Osmanlıca, bugün konuştuğumuz Türkçenin Arap alfabesi ile yazılmış halidir. Eğer Türkiye Cumhuriyeti öncesi tarihi değerlere inanılıyorsa Osmanlıca için Tarihi Türkiye Türkçesi de denilebilirdi. Biri Arap harfleriyle, diğeri Latin alfabesi ile anlatılıyordu hepsi bu. Her ikisi de aslında alfabeler farklı da olsa Türkçe idi.”

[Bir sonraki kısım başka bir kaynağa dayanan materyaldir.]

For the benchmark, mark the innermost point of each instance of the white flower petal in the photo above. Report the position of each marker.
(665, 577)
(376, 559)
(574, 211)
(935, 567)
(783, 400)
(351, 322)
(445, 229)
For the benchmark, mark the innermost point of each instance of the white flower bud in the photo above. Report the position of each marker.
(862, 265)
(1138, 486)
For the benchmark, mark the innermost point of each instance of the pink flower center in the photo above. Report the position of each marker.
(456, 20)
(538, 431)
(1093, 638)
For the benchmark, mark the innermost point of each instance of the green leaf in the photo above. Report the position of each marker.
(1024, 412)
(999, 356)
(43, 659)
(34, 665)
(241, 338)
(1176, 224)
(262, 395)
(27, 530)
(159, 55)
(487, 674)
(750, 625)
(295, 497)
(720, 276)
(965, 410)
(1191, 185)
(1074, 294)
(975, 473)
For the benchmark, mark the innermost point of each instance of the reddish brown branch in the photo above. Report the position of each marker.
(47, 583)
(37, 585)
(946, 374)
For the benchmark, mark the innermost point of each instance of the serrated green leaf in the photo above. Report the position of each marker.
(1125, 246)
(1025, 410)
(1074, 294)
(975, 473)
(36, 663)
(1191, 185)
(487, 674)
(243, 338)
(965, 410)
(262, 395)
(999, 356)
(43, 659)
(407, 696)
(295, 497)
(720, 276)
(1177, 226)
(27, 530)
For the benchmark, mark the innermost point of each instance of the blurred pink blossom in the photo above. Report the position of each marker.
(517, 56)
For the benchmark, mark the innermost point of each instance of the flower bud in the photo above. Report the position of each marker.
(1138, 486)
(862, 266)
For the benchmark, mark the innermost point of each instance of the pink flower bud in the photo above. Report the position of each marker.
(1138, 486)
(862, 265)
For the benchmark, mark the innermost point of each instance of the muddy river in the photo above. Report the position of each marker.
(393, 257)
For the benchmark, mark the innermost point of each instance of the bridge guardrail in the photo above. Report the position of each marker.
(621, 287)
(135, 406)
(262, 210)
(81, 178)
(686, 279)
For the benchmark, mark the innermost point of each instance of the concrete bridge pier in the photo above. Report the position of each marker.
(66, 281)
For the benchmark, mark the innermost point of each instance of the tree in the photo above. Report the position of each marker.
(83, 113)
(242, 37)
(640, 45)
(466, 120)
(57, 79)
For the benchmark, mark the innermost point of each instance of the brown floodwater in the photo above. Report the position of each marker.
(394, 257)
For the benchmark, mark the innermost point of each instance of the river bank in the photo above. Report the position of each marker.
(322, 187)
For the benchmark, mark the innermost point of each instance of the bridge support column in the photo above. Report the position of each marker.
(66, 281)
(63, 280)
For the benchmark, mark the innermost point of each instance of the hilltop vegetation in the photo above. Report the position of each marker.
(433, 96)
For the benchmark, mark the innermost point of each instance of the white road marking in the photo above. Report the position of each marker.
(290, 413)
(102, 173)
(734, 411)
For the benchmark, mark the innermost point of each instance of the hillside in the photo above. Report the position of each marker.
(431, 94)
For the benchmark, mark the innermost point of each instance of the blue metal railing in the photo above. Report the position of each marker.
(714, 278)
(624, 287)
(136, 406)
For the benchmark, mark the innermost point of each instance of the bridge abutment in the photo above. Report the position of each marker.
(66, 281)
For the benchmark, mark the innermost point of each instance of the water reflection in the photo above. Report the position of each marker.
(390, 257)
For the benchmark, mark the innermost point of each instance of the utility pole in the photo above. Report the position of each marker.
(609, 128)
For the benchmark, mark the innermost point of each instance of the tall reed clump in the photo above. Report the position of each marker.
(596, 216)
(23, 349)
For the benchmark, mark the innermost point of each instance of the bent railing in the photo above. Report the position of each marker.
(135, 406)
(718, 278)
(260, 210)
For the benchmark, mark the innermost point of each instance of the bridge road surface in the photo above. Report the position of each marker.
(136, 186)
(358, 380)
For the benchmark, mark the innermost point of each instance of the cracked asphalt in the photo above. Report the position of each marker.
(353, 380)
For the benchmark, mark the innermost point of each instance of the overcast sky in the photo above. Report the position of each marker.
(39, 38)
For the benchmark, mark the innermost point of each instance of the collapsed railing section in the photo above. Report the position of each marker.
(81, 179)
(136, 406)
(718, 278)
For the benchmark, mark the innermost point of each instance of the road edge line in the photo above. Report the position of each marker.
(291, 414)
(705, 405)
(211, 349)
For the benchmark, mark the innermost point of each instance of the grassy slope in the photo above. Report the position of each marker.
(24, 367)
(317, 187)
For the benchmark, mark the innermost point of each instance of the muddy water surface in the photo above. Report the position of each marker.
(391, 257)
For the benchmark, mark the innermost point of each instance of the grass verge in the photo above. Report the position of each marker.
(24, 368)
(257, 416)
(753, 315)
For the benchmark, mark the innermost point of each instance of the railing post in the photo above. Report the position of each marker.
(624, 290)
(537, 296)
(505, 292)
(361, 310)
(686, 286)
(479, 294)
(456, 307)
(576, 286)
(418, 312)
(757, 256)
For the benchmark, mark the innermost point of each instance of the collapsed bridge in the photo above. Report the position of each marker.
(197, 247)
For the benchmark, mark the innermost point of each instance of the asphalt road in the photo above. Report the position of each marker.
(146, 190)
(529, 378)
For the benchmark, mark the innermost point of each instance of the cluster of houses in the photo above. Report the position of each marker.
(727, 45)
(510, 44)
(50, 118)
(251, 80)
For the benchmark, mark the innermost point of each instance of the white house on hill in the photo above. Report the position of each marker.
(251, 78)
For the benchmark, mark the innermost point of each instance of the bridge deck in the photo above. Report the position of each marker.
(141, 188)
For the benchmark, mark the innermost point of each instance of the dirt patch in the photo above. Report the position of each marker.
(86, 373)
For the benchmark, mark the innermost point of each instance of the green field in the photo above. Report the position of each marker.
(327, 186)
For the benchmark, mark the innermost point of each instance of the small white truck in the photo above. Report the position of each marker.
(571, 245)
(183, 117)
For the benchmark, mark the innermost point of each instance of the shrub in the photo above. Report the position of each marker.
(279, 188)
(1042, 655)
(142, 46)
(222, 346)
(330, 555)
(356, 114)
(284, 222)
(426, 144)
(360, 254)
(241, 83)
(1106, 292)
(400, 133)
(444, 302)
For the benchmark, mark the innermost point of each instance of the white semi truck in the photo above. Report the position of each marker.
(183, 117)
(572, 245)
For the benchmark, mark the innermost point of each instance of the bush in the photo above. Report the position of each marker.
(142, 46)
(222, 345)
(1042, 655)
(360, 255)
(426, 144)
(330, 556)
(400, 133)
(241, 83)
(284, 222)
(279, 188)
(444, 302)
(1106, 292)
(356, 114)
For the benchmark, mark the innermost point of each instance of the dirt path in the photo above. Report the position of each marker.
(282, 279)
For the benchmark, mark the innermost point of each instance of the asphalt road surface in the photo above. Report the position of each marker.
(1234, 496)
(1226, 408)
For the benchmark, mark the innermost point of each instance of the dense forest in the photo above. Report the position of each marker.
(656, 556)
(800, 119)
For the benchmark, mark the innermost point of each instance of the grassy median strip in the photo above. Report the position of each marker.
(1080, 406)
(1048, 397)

“Osmanlıca ile ilgilenmek demek; eskiyi hortlatmak, Osmanlı Devleti’nin yeniden kurulmasına destek vermek değildi. Olsa olsa eskileri daha iyi anlamak, tarihsel geçmişimizi doğru öğrenmek adına önemli bir vasıtaydı Osmanlıca. Kültür meselesiydi. Büyük ninelerimizin, dedelerimizin mektuplarını okuyabilmek için mezar taşlarındaki vasiyetlerini anlamak, toplumsal olduğu kadar bireysel tarihimizi de öğrenebilmek için kıymetlidir Osmanlıca öğrenmek” diye ekledi Suzan Hanımefendi.